考え
栄は約束通り一時間後に高嶺のインターホンを押したが、高嶺の返事はない。もう一度押す。繰り返し。
「よし…丸いやつ、ん、やっぱり呼びにくいな。名前つけるか?いや、名前なんてつけたら本当にペットになってしまう。」
扉が開いた。
「いいじゃないですか、名前つければ、ふぁ〜。」
「おう、高嶺。おはよう。」
「おはようございます。はい、これ鍵です。」
「あぁ、ありがとう。」
「車ってことは遠出ですか?」
「まぁな。」
「じゃあ、飲みに行けないですね。残念です。」
「あはは、その分仕事しっかりやれよー。期待してるぞ。」
「あはは、何ですかそれ。」
「キ、キ、キ、キ、キ。」
「ボル、サン、キュー。」
高嶺は頭部が丸、三角、四角のブロッカーたちを指差して謎の言葉を発した。
「何?それ?」
「丸いからボールのボル、三角形のサン、キューブ型のキュー。」
「そんなこと聞いてない。名前つけたらペットみたくなるだろ。」
「エサとかあげてるんでしょ?ペットですよ。」
「エサあげないと家食われるだろうが。」
「んー、」
高嶺は首を鳴らした。
「まぁ、法律で無闇やたらには殺せないし、ペットにするのが得策ですよ。私もブロッカーには慣れていますから。」
「何でおまえが出てくるんだ。」
「私と先輩は将来結婚しますから。」
「いや、しないよ。」
「します。」
「しないって。」
「する。」
「私はサイボーグだから、したくてもできない。」
「サイボーグだって結婚はできます。みみっちいこと言わないでください。」
「おまえも知ってるだろ。私がサイボーグになったわけ。」
「……国を恨んでますか?」
「そりゃな。」
「はぁぁ、国の犬とは結婚出来ないか…」
「いや、そういうわけじゃないけど、」
「じゃあ、何ですか?」
「私は、その、あの、普通の、女の子、として、生きて結婚したかったのに、こうなったから、その、夢が叶わなくなってっていうか、そんな感じ。」
栄は体が赤くなっている。
「先輩、人間だろうとサイボーグだろうと先輩は立派な女性ですよ。夢ならまだ叶います。俺となら。」
「私もおまえなら、私を女としてみてくれるから良いと思ったけど、そうなるとおまえに頼りきりで悪いからな。それだけは無理だ。
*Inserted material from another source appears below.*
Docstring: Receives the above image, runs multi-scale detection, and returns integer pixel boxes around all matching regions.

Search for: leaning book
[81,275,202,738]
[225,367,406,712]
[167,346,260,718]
」
「必ず、落としてみせますよ。」
「悪いな。車、ありがとう。ほら、おまえら行くぞ。」
「キ、キ、キ。」
(茜ちゃんが俺と結婚しないっていうのは俺に気を遣ってるんだろうなぁ。母さんが世界を股にかける企業の社長だから、茜ちゃんは自分はふさわしくないと思ってるよな。確か母さんはどっちかというと結婚に賛成派か…けど親父はサイボーグのことは人間としてみてないから反対されるだろうしな。どう説得するか。)
高嶺は三度寝した。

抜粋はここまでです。